Немногочисленные уцелевшие бойцы выбирались из него, и поливая поле огнем из автоматов, бежали вперед. Не могли не бежать – сил держать оборону в окопе просто уже не было. И тут, словно благословение, снова застрочил пулемет у Гонгадзе.
– Урраааа! – звенел воздух, наполненный гарью, дымом, порохом и свинцом. Мы неслись на запад, по своей земле, навстречу клонившемуся к горизонту солнцу. И фашисты дрогнули – побежали назад.
* * *
– Что ж ты себя не жалеешь-то так, а? – вырвал меня из небытия мягкий женский голос.
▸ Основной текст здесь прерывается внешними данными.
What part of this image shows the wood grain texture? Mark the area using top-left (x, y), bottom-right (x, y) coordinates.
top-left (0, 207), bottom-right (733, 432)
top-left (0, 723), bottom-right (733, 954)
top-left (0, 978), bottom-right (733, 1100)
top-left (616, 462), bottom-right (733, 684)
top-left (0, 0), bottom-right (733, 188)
Сначала мне показалось, что рядом со мной Катя. Но видение, к сожалению, исчезло. Я лежал на полу на расстеленной шинели, а казачка Ирина, присев рядом, мокрым бинтом смачивала мне виски и лоб.
– Что случилось?
– Да все уже случилось. Прогнали вы фашиста, и темнеет уже.
– Кто здесь еще?
– Все здесь. Раненые в хате, здоровые – курят во дворе.
– Позовите кого-нибудь, – попросил я.
Она вздохнула:
– Командир, сразу видно. Ладно, сейчас позову.
Она вышла, и вскоре в дверном проеме показался младший сержант Островский из минометного расчета.